The Trump administration argued the ballot initiative was not a clear-cut win for Democrats.

“This is a state in November of 2025 that went by 15 points to the Democrat for governor and about eight points for attorney general,” White House Deputy Chief of Staff and Trump political advisor James Blair said on Wednesday during an appearance on CNN’s “Inside Politics with Dana Bash.” “Last night this was a three-point race. That’s actually a three-point overperformance of the Trump 2024 historic performance in Virginia.”

“So just as a baseline, for all the Democrats crowing this morning, if Republicans perform anywhere near on average the way they did in Virginia last night, we not only add seats to the Senate, but we add seats to the House and we have a historic midterm,” Blair said.

Win could help Democrats take U.S. House

Texas was first state to redistrict for 2026

The GOP-led Texas legislature heeded the president’s warning and adopted maps that could net Republicans as many as five seats. Republican legislatures in other states — including Ohio, North Carolina and Missouri — followed suit. Florida Gov. Ron DeSantis has called a special session of the GOP-led state legislature for later this month to re-draw its congressional districts.

In response, Democrats in some states turned to voters to change maps within their control. Californians in November voted in favor of a ballot initiative intended to give Democrats five additional House seats this fall.

Trump, in a Truth Social post on Wednesday, called the Virginia vote a “rigged election” and claimed the language on the referendum was confusingly worded. “As everyone knows, I am an extraordinarily brilliant person, and even I had no idea what the hell they were talking about in the Referendum, and neither do they!” Trump posted.

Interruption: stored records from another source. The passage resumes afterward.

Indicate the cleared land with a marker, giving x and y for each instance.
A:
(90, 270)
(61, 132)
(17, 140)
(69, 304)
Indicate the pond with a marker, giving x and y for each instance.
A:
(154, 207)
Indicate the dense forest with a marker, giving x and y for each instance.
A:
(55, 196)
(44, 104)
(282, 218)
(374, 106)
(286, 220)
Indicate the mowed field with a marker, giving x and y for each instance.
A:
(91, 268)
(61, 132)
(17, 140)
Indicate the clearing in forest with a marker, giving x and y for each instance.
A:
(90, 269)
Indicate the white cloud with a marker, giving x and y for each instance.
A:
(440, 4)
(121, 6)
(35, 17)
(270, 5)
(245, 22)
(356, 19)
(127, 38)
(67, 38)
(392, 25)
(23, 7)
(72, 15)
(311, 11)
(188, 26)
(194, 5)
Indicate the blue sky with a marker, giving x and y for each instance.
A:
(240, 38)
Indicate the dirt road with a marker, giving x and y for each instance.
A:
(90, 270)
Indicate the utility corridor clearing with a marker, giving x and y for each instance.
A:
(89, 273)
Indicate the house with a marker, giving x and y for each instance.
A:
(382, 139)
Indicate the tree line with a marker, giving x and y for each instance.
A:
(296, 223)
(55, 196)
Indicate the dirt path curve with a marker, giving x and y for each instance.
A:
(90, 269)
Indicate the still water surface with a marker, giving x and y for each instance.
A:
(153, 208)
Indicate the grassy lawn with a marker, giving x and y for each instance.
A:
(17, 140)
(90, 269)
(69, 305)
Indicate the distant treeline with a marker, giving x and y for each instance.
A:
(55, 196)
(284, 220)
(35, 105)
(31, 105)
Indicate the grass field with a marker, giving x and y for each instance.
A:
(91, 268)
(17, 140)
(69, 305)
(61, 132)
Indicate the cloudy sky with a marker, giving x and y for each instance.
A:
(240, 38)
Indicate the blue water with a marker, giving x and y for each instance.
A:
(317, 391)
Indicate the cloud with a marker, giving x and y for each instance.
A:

Proponents of the Virginia effort framed it as a necessary evil to fight back against anti-democratic impulses of the Trump administration, but it places Democrats in an awkward position after taking a decidedly anti-partisan-gerrymandering tack in recent years.

Democrats had opposed gerrymandering

Democrats have on multiple occasions introduced legislation that would seek to curb partisan gerrymandering by requiring independent commissions to re-draw congressional districts. In 2021, Democrats made the For the People Act, which included anti-gerrymandering provisions, their top legislative priority.

Jeffries on Wednesday, sought to draw distinctions between the way Democrats and Republicans have approached the redistricting issue.

The Democratic leader said the party made the decision to respond to Republican redistricting “in a manner consistent with our values.”

“Our response has been forceful, temporary, as a direct reaction to what MAGA extremists have done, and at all times approved by the voters,” Jeffries said. “That’s the big difference between how we’ve approached this effort and Republicans, who are going into state legislatures in the dead of night, passing maps and then being afraid to present those maps to the people in those states.”